— Люба, — услышала я из зала сердитые хлопки и недовольный голос Беловолка, — Люба, что такое с тобой? Почему ты так раскиселилась? К чему эти слезы, эта сентиментальщина?! Это все убрать! Ничего этого не нужно! Твоя героиня — старая прожженная тетка, да, она пьяница, она глушит водку, глушит пиво, она вся проспиртована насквозь, но она мужественна, она никогда не заноет так, как ноешь сейчас со сцены ты! Сначала! Федор! Запись! Поехали!
Звукооператор запустил фонограмму. Пошла аранжировка. Хорошую оркестровку сделал мне Федя, дай Бог ему здоровья. Я подсобралась, вытерла рожу подолом платья, снова схватила микрофон. По-моему, я даже оскалилась со зла. Беловолк кричал из зала: «Вот теперь то, что надо! Больше эстрадной злости, тогда все получится!»
В перерыве, когда все побежали в буфет — жевать и пить, — ко мне подошел Фрэнк, ведя за руку свою чернушку. Они выглядели как два голубка. Идиллическая картинка. Черный принц и коричневая Дюймовочка. Фрэнк как-то подозрительно смотрел на меня. Его белки угрожающе светились синим светом, как железнодорожные фонари на стрелке.

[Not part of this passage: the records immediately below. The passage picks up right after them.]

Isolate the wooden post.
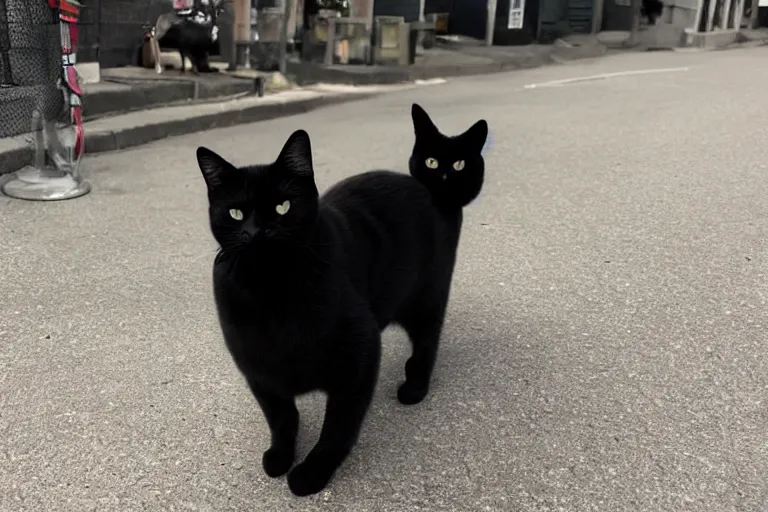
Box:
[627,0,642,47]
[278,0,293,75]
[592,0,605,35]
[485,0,496,46]
[704,0,718,32]
[233,0,251,69]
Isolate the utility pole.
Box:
[485,0,496,46]
[278,0,293,76]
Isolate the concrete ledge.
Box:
[685,29,739,48]
[0,90,383,175]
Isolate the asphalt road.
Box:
[0,48,768,512]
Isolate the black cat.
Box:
[408,103,488,210]
[197,118,486,496]
[158,1,223,73]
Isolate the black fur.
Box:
[158,2,222,73]
[408,103,488,211]
[197,131,474,496]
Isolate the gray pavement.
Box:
[0,48,768,512]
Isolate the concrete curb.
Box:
[0,91,384,175]
[287,44,607,85]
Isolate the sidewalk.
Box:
[288,36,607,85]
[0,37,606,175]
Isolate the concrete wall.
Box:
[373,0,421,21]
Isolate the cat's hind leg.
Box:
[397,288,449,405]
[248,378,299,478]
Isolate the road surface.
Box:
[0,48,768,512]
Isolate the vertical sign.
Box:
[507,0,525,29]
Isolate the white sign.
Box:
[507,0,525,29]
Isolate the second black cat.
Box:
[197,116,486,496]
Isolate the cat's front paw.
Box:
[397,381,429,405]
[261,446,294,478]
[288,458,334,496]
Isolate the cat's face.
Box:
[197,130,318,252]
[408,103,488,205]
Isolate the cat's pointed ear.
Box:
[411,103,438,136]
[461,119,488,153]
[197,146,235,191]
[277,130,315,178]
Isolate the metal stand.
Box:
[3,0,91,201]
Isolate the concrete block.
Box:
[640,23,685,49]
[685,29,739,49]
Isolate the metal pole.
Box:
[278,0,293,75]
[485,0,496,46]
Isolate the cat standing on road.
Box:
[197,109,482,496]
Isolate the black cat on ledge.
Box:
[148,0,224,73]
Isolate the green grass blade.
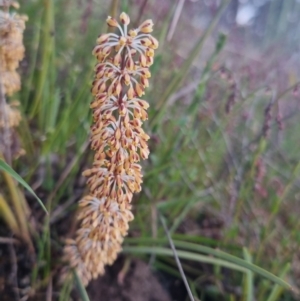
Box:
[74,271,90,301]
[124,239,293,290]
[123,247,247,273]
[0,159,48,214]
[243,248,254,301]
[267,263,291,301]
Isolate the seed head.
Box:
[64,13,158,285]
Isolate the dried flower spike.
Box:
[0,0,27,161]
[64,13,158,285]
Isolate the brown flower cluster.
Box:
[0,1,27,95]
[0,0,27,161]
[64,13,158,285]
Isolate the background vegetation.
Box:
[0,0,300,301]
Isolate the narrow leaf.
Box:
[0,159,48,214]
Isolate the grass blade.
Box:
[159,215,195,301]
[0,159,48,214]
[243,248,254,301]
[124,239,293,290]
[74,271,90,301]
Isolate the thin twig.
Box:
[167,0,185,42]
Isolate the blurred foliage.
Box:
[0,0,300,301]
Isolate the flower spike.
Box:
[64,12,158,285]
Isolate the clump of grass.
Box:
[65,13,158,285]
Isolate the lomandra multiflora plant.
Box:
[64,13,158,285]
[0,0,27,161]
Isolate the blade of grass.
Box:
[159,214,195,301]
[0,194,20,235]
[243,248,254,301]
[123,246,247,273]
[73,271,90,301]
[0,158,48,214]
[267,263,291,301]
[124,238,293,290]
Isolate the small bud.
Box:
[120,12,130,25]
[106,16,119,27]
[128,29,137,38]
[149,36,158,49]
[127,86,134,99]
[135,84,144,97]
[124,73,130,86]
[138,19,153,33]
[97,33,109,44]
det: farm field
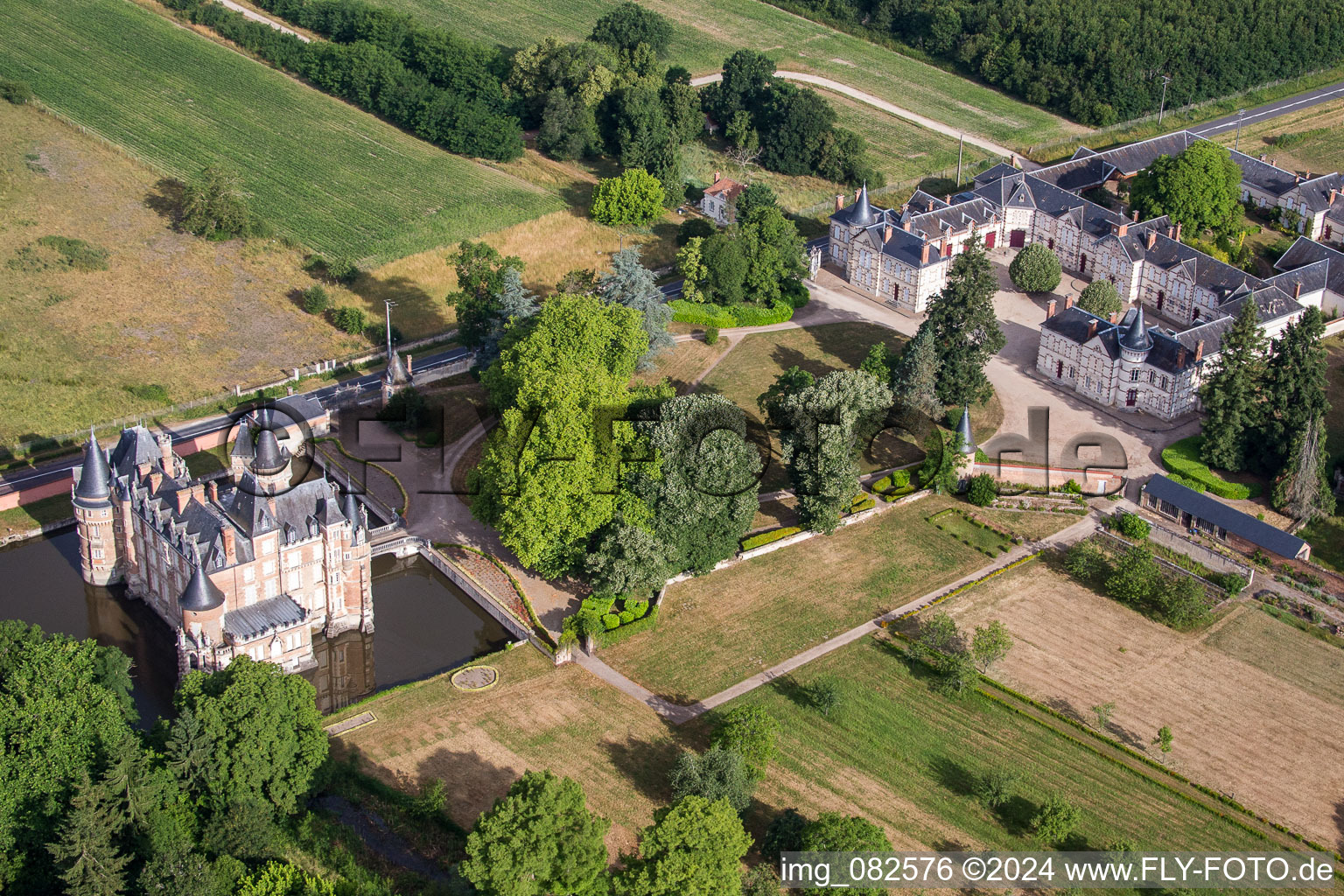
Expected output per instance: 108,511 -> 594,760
332,631 -> 1300,881
0,98 -> 376,446
0,0 -> 564,263
941,563 -> 1344,844
354,0 -> 1085,147
602,496 -> 1076,704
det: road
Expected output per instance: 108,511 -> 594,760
1188,82 -> 1344,137
691,71 -> 1021,171
0,346 -> 472,494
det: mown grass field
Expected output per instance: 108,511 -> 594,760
322,631 -> 1290,881
0,0 -> 564,262
365,0 -> 1083,145
602,494 -> 1011,704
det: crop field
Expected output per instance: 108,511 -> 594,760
942,563 -> 1344,844
362,0 -> 1083,147
0,0 -> 564,262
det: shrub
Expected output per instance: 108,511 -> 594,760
1116,513 -> 1152,542
0,78 -> 32,106
1078,279 -> 1125,317
304,284 -> 332,314
331,304 -> 368,336
966,472 -> 998,507
1008,243 -> 1063,293
742,525 -> 802,550
1163,435 -> 1262,501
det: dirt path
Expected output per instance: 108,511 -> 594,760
691,71 -> 1040,171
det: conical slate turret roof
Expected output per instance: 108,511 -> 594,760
75,427 -> 111,501
850,181 -> 878,227
957,404 -> 976,454
1119,304 -> 1153,352
178,560 -> 225,612
251,430 -> 289,474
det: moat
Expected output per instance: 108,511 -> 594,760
0,529 -> 509,727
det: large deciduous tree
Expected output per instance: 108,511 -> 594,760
1129,140 -> 1242,236
915,239 -> 1006,404
461,771 -> 610,896
780,371 -> 891,533
173,657 -> 326,814
634,394 -> 760,574
1199,301 -> 1266,472
471,294 -> 648,577
615,795 -> 752,896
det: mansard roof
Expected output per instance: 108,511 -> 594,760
223,594 -> 308,640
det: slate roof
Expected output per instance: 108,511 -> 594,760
1144,474 -> 1306,557
223,594 -> 308,640
75,427 -> 111,507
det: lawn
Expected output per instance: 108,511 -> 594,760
354,0 -> 1082,145
602,497 -> 990,703
928,509 -> 1012,557
0,0 -> 564,262
940,562 -> 1344,849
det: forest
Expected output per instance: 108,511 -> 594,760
772,0 -> 1344,125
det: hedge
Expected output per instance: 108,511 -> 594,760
1163,435 -> 1264,501
668,298 -> 793,329
742,525 -> 802,550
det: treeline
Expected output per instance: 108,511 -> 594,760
700,50 -> 886,186
170,0 -> 523,161
772,0 -> 1344,125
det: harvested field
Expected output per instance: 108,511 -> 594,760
942,563 -> 1344,845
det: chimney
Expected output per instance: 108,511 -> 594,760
155,432 -> 172,475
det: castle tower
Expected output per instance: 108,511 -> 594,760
70,427 -> 122,585
1116,304 -> 1153,410
248,430 -> 294,494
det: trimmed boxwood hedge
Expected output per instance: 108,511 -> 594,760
742,525 -> 802,550
1163,435 -> 1264,501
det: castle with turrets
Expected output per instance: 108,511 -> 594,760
71,411 -> 374,673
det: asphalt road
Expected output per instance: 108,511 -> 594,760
0,346 -> 472,494
1189,82 -> 1344,137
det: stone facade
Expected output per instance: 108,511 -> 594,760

— Оу, Люба, привет, — он блеснул зубами, но из его глаз не исчезла пугающая тьма. — Хочу познакомить тебя с моей герл-френд. Она прелесть. Джессика, — он взял лапку мулатки и вложил мне в руку. — Не бойся, Люба, она немного говорит по-русски.
— Хай, — сказала я мулатке, стискивая ее горячую обезьянью лапку в своей руке. — Как тебе репетиция?
Мулатка говорила по-русски просто блестяще.
— Классная репетиция, — сказала она, обнажив в дежурной улыбке зубы, белые, как снега Килиманджаро. — И клевый у вас этот тип, режиссер. Только очень громко орет, его иногда… как это?.. выключить хочется. Вообще это все впечатляет. Оркестр отличный, не хуже Бостонского. И ваши рок-группы тоже ничего. Жека Стадлер, это very beautiful. Плохое только качество фонограммы, если номер идет под фонограмму. Много помех, этого нельзя допустить на концерте. На репетиции можно. А так все… — Она озорно посмотрела на Фрэнка. — А так все, как это по-русски, же-лез-но?..
Она поправила пышные волосы. Мелкие, как хвостики, косички, о, как же их много, какой адский труд их заплетать.
— Железно, — кивнула я. — Конечно, все железно.
Я покосилась на кресло, где лежала моя сумка. Мой железный цветок был со мной. Канат дал мне его, велел носить с собой. «Это оружие, помни, Алла, это оружие». Я так и побоялась спросить, как же оно все-таки действует.